Gegen diesen Bescheid wurde berufen und unter anderem ausgeführt, dass der Geschäftsführer der Schuldnerin dem Masseverwalter mitgeteilt habe, dass die von der Schuldnerin geltend gemachten Vorsteuerguthaben von der Abgabenbehörde erster Instanz zu keinem Zeitpunkt akzeptiert worden seien und auch nicht gebucht wurden. Von der Schuldnerin seien keine Vorsteuerguthaben mehr abgegeben worden, nachdem Vorsteuerguthaben von der Abgabenbehörde erster Instanz nicht anerkannt worden seien. Es bestehe daher kein Anlass zu einer nochmaligen Vorsteuerkorrektur. Der angefochtene Bescheid müsse daher mit 0,00 neu festgesetzt werden. Im Übrigen werde auf die zahlreichen Berufungen der Schuldnerin verwiesen, die integrierter Bestandteil dieser Berufung seien.

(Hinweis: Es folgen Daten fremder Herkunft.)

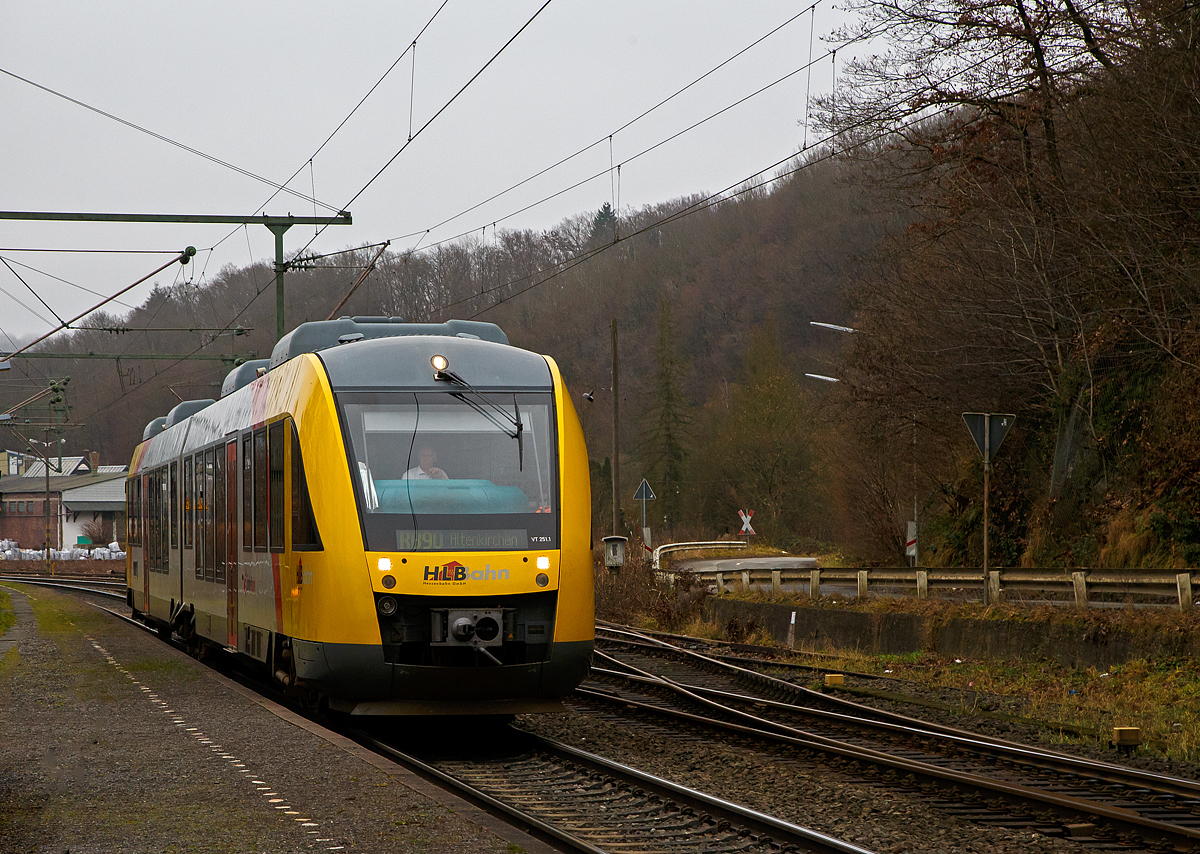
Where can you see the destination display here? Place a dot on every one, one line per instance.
(462, 540)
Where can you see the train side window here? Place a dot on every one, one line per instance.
(153, 541)
(189, 503)
(136, 518)
(210, 528)
(261, 491)
(130, 515)
(165, 521)
(247, 495)
(304, 527)
(275, 449)
(220, 521)
(174, 505)
(199, 515)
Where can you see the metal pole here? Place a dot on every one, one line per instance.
(277, 229)
(616, 437)
(49, 566)
(916, 501)
(987, 471)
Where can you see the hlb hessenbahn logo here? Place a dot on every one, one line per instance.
(454, 571)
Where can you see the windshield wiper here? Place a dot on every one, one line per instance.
(517, 428)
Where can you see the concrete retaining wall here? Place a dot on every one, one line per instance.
(1072, 643)
(65, 567)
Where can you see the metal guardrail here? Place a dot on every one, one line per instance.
(1079, 588)
(690, 546)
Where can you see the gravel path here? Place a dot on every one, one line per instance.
(112, 741)
(826, 800)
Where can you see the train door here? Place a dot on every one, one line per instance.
(231, 527)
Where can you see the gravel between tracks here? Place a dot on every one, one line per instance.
(93, 759)
(825, 800)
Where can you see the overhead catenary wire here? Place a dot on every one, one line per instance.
(209, 157)
(751, 182)
(441, 110)
(609, 137)
(349, 115)
(714, 198)
(615, 169)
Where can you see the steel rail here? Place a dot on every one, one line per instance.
(1075, 807)
(757, 822)
(71, 584)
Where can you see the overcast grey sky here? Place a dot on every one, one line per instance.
(262, 85)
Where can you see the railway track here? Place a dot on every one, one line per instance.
(978, 776)
(575, 800)
(591, 804)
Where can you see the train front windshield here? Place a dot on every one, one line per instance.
(451, 471)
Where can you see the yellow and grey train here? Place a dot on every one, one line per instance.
(390, 518)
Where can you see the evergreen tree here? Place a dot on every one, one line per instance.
(604, 226)
(666, 435)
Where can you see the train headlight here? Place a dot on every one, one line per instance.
(462, 629)
(486, 629)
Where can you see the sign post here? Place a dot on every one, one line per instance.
(643, 494)
(989, 432)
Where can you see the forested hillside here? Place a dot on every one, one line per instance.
(1006, 217)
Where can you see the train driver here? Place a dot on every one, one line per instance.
(427, 469)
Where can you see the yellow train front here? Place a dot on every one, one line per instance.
(394, 519)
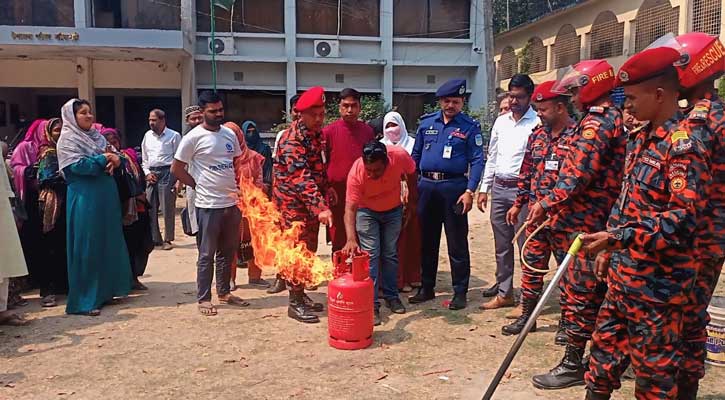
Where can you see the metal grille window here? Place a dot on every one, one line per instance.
(534, 57)
(706, 16)
(567, 47)
(654, 19)
(507, 64)
(607, 36)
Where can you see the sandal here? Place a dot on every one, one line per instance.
(207, 309)
(232, 300)
(14, 320)
(48, 301)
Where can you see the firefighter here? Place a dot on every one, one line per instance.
(545, 152)
(299, 189)
(588, 185)
(703, 63)
(649, 257)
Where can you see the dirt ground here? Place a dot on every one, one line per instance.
(155, 345)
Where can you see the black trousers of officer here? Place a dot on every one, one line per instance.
(436, 207)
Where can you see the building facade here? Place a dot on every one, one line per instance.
(612, 30)
(133, 55)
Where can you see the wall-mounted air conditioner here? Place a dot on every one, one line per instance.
(221, 46)
(327, 48)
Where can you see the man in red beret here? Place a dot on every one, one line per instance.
(546, 149)
(299, 187)
(647, 253)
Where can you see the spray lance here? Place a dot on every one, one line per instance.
(570, 255)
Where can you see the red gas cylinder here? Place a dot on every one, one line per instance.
(350, 303)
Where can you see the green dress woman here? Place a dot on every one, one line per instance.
(98, 264)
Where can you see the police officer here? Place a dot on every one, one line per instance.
(703, 64)
(448, 145)
(650, 258)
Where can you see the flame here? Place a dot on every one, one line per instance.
(277, 247)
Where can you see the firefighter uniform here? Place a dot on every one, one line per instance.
(652, 269)
(587, 187)
(444, 153)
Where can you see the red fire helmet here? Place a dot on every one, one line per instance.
(705, 58)
(594, 78)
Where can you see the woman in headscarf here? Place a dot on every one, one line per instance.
(395, 133)
(98, 264)
(255, 143)
(135, 210)
(51, 273)
(249, 165)
(24, 170)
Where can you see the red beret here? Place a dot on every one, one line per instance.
(314, 97)
(646, 64)
(543, 92)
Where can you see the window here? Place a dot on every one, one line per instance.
(507, 64)
(654, 19)
(607, 36)
(431, 18)
(37, 12)
(137, 14)
(533, 57)
(356, 17)
(259, 16)
(567, 47)
(706, 16)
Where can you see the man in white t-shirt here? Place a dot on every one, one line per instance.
(209, 151)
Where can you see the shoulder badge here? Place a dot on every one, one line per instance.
(596, 110)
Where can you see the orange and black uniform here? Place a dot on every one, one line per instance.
(545, 153)
(706, 122)
(653, 265)
(587, 187)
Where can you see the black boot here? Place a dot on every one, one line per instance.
(687, 390)
(569, 372)
(298, 310)
(316, 307)
(422, 296)
(527, 309)
(561, 338)
(279, 285)
(596, 396)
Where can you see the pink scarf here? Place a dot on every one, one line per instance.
(26, 153)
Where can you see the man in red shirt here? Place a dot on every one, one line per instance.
(374, 214)
(344, 140)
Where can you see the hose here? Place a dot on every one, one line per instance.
(526, 243)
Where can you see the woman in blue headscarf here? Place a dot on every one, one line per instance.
(254, 142)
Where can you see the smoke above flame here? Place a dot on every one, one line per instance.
(279, 248)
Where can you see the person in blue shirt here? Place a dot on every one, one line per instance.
(448, 153)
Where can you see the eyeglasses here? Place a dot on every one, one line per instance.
(374, 149)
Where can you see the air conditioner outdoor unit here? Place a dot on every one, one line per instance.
(327, 48)
(221, 45)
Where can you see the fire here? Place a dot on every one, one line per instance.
(277, 247)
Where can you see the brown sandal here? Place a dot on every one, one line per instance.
(232, 300)
(207, 309)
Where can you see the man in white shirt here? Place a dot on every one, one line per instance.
(506, 149)
(209, 150)
(157, 151)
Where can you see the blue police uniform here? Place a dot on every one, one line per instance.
(444, 154)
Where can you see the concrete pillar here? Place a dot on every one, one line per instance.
(386, 48)
(482, 84)
(84, 71)
(82, 13)
(628, 37)
(290, 48)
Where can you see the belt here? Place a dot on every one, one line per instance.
(441, 176)
(509, 183)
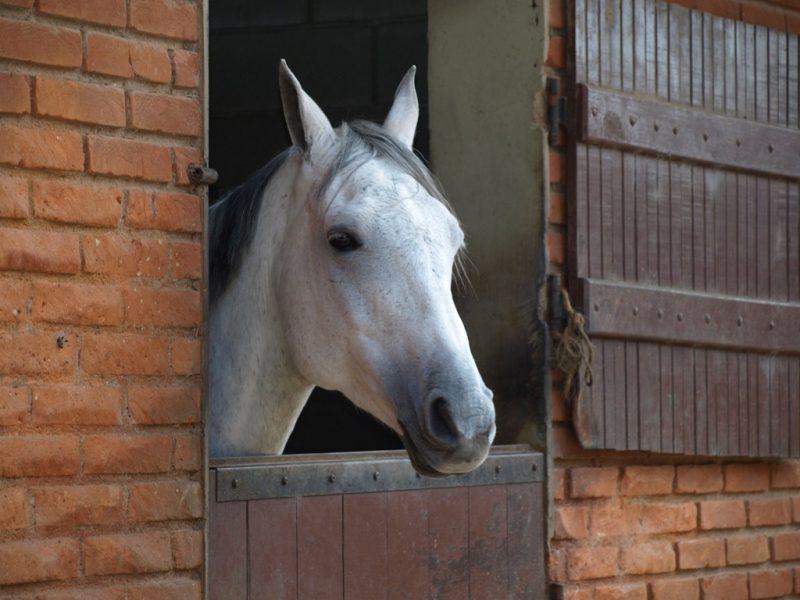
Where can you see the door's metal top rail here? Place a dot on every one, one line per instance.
(319, 475)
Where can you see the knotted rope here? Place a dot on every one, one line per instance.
(573, 349)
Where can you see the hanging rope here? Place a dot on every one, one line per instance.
(573, 349)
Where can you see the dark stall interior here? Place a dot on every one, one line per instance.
(349, 55)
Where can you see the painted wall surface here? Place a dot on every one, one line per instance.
(659, 527)
(488, 148)
(101, 479)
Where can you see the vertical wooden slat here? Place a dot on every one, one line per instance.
(319, 548)
(365, 546)
(272, 549)
(448, 526)
(488, 567)
(408, 551)
(526, 531)
(227, 547)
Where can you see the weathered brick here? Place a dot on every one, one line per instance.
(105, 12)
(187, 260)
(747, 550)
(669, 589)
(14, 296)
(122, 453)
(127, 553)
(165, 211)
(699, 479)
(129, 158)
(725, 587)
(667, 517)
(36, 354)
(39, 455)
(183, 158)
(188, 455)
(41, 147)
(722, 514)
(77, 405)
(164, 501)
(125, 354)
(39, 251)
(38, 560)
(749, 477)
(170, 18)
(79, 304)
(62, 202)
(648, 557)
(14, 197)
(187, 549)
(772, 511)
(14, 405)
(112, 254)
(164, 406)
(571, 522)
(771, 584)
(786, 474)
(176, 589)
(187, 68)
(701, 553)
(786, 546)
(593, 482)
(33, 42)
(13, 509)
(592, 563)
(186, 356)
(76, 506)
(15, 93)
(82, 102)
(163, 307)
(621, 591)
(647, 480)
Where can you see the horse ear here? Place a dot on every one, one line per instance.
(307, 124)
(401, 121)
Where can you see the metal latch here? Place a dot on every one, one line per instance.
(200, 174)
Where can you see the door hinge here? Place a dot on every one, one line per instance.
(556, 110)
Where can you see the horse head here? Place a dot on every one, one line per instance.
(364, 282)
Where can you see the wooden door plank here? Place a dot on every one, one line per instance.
(448, 527)
(525, 537)
(319, 548)
(488, 564)
(227, 547)
(365, 547)
(408, 551)
(272, 549)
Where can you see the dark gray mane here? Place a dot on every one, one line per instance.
(232, 220)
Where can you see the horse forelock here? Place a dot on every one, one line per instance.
(232, 220)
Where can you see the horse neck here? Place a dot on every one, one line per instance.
(255, 393)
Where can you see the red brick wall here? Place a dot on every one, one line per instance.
(648, 527)
(101, 493)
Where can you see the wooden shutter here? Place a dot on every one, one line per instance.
(685, 230)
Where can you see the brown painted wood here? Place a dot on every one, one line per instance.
(227, 547)
(408, 549)
(272, 549)
(448, 527)
(488, 538)
(526, 531)
(365, 547)
(319, 548)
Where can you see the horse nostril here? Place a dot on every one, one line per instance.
(442, 423)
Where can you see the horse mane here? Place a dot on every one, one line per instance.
(232, 219)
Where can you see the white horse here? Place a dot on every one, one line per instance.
(332, 266)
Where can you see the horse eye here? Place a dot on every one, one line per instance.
(343, 241)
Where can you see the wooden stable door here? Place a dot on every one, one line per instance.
(366, 527)
(685, 229)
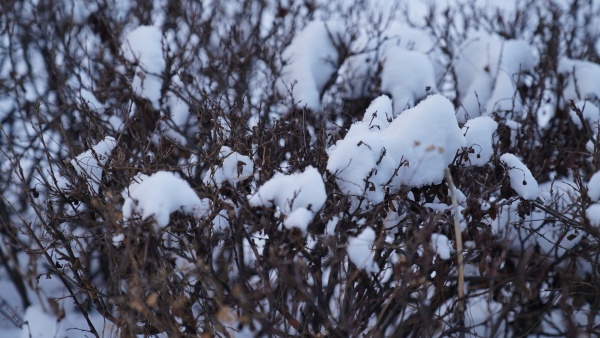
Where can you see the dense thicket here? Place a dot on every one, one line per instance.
(203, 89)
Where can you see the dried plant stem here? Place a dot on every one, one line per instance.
(459, 248)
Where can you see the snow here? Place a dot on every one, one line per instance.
(487, 69)
(441, 245)
(413, 150)
(521, 179)
(310, 61)
(143, 46)
(407, 76)
(161, 194)
(410, 65)
(235, 168)
(89, 164)
(594, 187)
(360, 250)
(593, 214)
(479, 136)
(299, 196)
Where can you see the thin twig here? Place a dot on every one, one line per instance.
(459, 249)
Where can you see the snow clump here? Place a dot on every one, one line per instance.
(299, 196)
(413, 150)
(487, 70)
(161, 194)
(478, 133)
(411, 66)
(310, 61)
(143, 46)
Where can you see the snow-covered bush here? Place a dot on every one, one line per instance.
(299, 168)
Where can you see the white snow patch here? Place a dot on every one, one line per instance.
(479, 135)
(161, 194)
(407, 76)
(413, 150)
(298, 196)
(590, 114)
(593, 214)
(143, 46)
(521, 179)
(487, 70)
(235, 168)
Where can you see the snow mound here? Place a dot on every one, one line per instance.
(441, 245)
(407, 76)
(299, 196)
(143, 46)
(521, 179)
(235, 168)
(89, 164)
(413, 150)
(160, 195)
(409, 57)
(310, 61)
(487, 70)
(594, 187)
(360, 250)
(479, 135)
(593, 214)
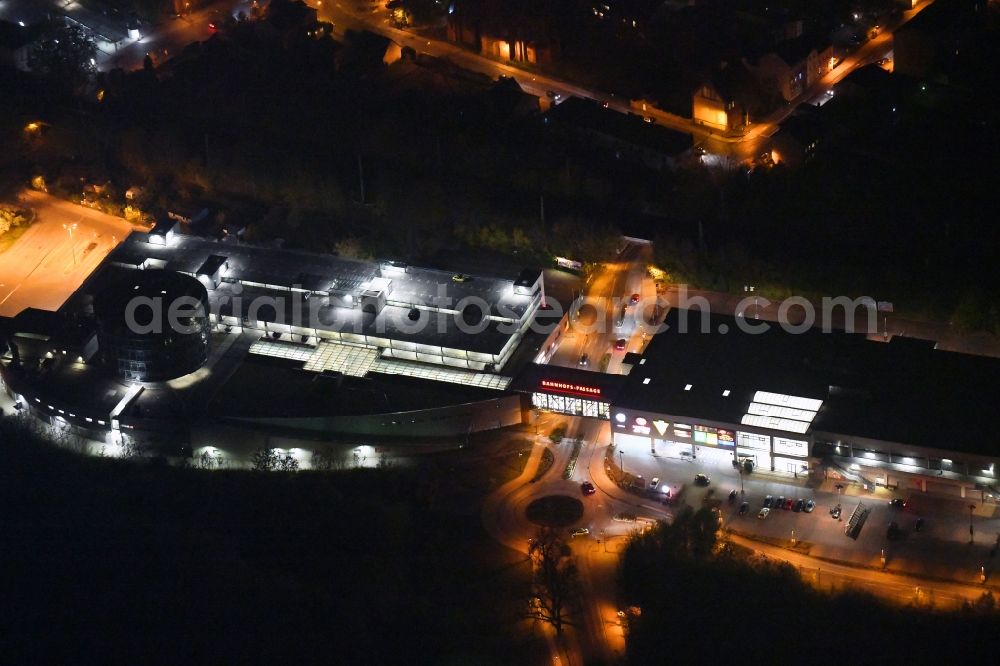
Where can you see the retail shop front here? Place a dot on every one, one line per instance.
(707, 442)
(569, 391)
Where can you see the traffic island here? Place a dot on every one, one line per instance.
(555, 511)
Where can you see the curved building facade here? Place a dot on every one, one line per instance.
(153, 325)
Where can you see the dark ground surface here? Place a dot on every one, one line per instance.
(117, 560)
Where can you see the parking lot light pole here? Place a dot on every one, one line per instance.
(71, 228)
(972, 507)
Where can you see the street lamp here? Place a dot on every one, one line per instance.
(71, 228)
(972, 507)
(751, 289)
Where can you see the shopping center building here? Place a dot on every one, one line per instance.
(901, 414)
(278, 345)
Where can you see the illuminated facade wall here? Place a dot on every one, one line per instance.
(693, 438)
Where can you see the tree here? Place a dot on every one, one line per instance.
(265, 460)
(287, 463)
(11, 217)
(66, 55)
(555, 579)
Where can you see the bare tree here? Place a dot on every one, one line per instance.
(265, 460)
(287, 463)
(555, 579)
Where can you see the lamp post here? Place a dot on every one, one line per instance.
(71, 228)
(751, 289)
(972, 507)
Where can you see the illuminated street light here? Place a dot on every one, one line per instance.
(750, 289)
(71, 228)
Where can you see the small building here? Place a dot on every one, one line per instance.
(723, 100)
(489, 27)
(793, 67)
(163, 232)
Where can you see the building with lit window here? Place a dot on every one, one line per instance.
(901, 414)
(283, 345)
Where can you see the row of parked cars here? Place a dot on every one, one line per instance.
(781, 502)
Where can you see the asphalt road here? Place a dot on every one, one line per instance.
(595, 330)
(47, 264)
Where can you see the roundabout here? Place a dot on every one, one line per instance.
(554, 511)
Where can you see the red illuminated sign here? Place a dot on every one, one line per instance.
(568, 387)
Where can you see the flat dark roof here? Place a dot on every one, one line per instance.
(904, 391)
(294, 392)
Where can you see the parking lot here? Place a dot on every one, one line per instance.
(940, 547)
(48, 263)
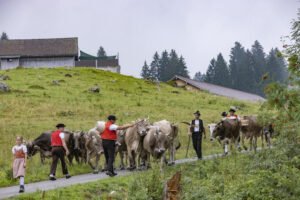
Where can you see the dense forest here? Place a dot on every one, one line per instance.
(163, 67)
(245, 68)
(243, 72)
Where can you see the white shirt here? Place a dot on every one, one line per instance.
(18, 148)
(113, 127)
(62, 135)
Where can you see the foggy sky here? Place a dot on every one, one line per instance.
(196, 29)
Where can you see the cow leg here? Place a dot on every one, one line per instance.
(89, 161)
(255, 143)
(251, 140)
(225, 148)
(96, 164)
(243, 141)
(238, 144)
(122, 160)
(42, 158)
(262, 140)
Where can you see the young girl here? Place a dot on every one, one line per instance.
(19, 161)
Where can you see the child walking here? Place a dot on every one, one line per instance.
(19, 161)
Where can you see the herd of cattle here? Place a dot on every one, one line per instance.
(228, 130)
(143, 140)
(139, 142)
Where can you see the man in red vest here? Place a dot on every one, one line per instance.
(232, 114)
(59, 148)
(109, 137)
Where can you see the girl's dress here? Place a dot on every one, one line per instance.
(18, 165)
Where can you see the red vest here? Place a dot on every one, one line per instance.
(108, 134)
(56, 140)
(20, 153)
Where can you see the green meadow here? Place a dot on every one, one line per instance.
(36, 105)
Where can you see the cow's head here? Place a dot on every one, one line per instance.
(32, 149)
(142, 126)
(211, 128)
(218, 131)
(162, 142)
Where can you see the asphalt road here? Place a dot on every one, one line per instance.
(8, 192)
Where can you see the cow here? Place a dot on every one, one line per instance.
(252, 130)
(93, 145)
(79, 146)
(134, 141)
(172, 131)
(155, 143)
(121, 148)
(228, 131)
(42, 144)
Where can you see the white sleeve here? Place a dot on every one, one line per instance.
(62, 135)
(24, 149)
(113, 127)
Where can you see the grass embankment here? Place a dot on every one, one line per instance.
(266, 175)
(36, 105)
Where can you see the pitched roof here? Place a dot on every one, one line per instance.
(39, 47)
(222, 91)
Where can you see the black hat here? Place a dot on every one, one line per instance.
(111, 117)
(224, 114)
(60, 125)
(197, 113)
(232, 110)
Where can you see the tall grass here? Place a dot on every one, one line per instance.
(36, 105)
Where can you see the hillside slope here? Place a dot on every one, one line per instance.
(36, 105)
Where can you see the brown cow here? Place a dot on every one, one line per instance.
(252, 130)
(79, 146)
(155, 143)
(93, 144)
(134, 141)
(121, 148)
(172, 130)
(228, 131)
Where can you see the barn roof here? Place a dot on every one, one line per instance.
(39, 47)
(219, 90)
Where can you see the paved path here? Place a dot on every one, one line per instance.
(7, 192)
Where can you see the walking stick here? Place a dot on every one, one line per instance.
(187, 149)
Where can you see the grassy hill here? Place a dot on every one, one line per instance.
(36, 105)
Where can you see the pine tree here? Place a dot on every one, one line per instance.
(154, 67)
(221, 72)
(163, 64)
(210, 73)
(182, 69)
(101, 52)
(145, 73)
(259, 60)
(4, 36)
(199, 76)
(172, 65)
(237, 59)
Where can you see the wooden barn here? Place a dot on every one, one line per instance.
(36, 53)
(194, 85)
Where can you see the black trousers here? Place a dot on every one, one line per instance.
(58, 153)
(197, 143)
(109, 153)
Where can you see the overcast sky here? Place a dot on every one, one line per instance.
(196, 29)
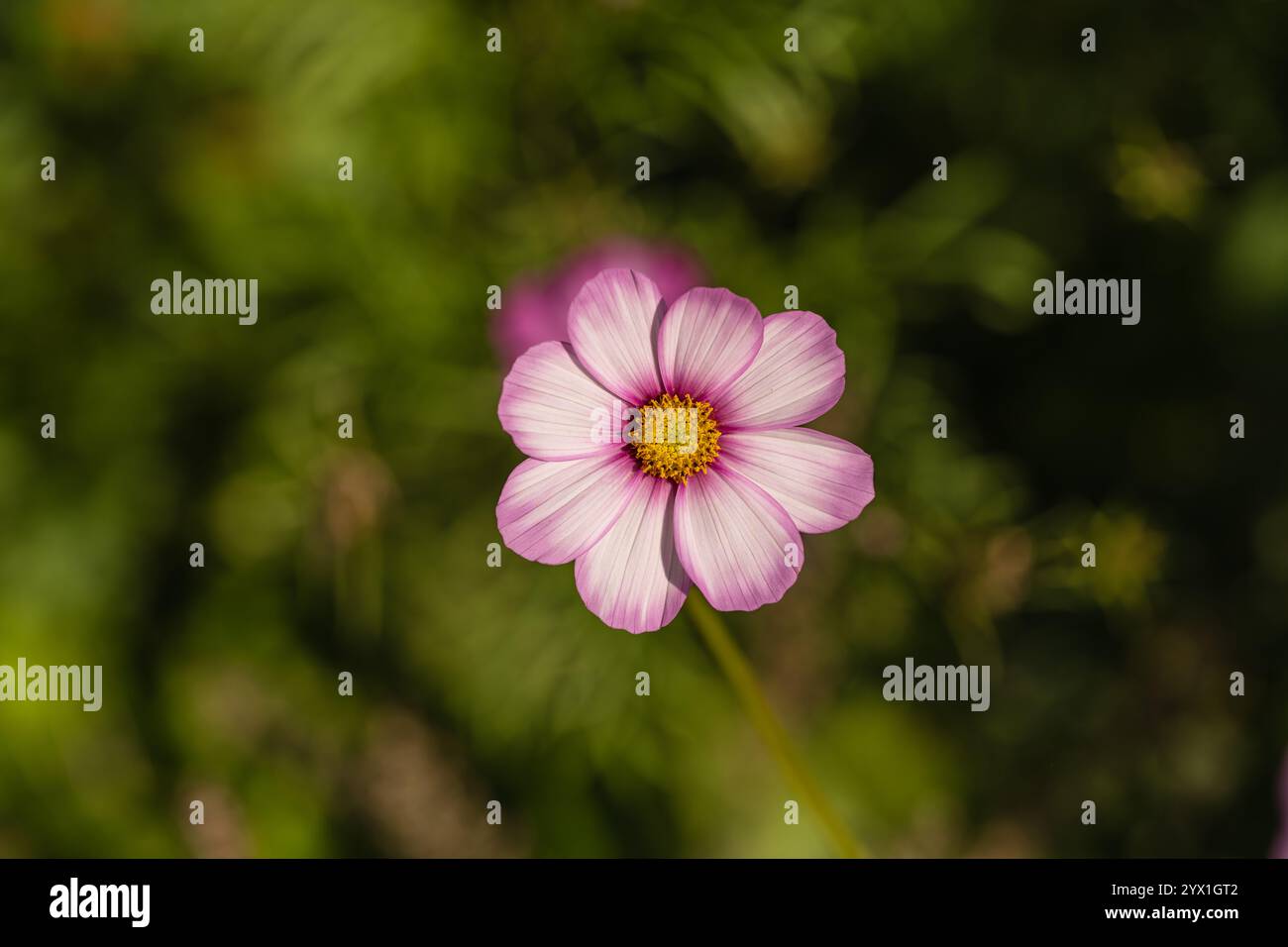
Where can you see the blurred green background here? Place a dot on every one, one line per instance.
(773, 169)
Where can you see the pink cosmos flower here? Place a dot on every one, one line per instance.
(645, 515)
(536, 307)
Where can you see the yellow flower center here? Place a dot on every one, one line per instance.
(674, 437)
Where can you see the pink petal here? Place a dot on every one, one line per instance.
(822, 480)
(553, 512)
(612, 324)
(632, 579)
(553, 408)
(799, 373)
(706, 341)
(734, 540)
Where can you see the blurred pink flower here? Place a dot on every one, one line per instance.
(536, 308)
(711, 483)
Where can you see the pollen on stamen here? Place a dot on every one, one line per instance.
(675, 437)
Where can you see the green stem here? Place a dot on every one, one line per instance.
(741, 676)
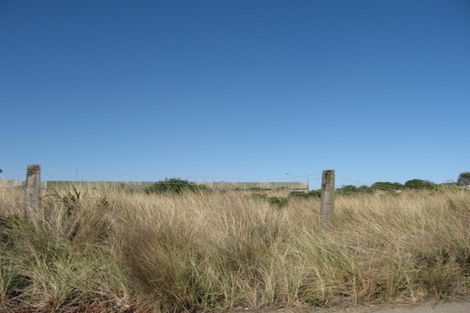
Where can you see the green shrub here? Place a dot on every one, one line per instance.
(351, 190)
(387, 186)
(278, 201)
(420, 184)
(174, 185)
(305, 195)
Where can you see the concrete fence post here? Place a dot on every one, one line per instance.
(327, 197)
(32, 188)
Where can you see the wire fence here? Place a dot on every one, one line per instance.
(213, 182)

Der Geschäftsführer der Schuldnerin (P) habe unter anderem gegen die Festsetzung der Umsatzsteuer für Jänner 2010 sowie für den Zeitraum Februar bis September 2010 berufen und es werde auf diese Berufung verwiesen. Herr P habe in mehreren Gesprächen den Masseverwalter mitgeteilt, dass gegenüber dem Finanzamt keine Zahllasten, sondern Guthaben bestehen würden und habe dazu eine Aufstellung übergeben. Darin werde vom Geschäftsführer der Schuldnerin (P ) ein Guthaben in Höhe von € 24.711,75 ausgewiesen. Da dieses Guthaben im nunmehr angefochtenen Bescheid nicht berücksichtigt worden sei, sei dieses in dem nunmehr angefochtenen Bescheid zu berücksichtigten.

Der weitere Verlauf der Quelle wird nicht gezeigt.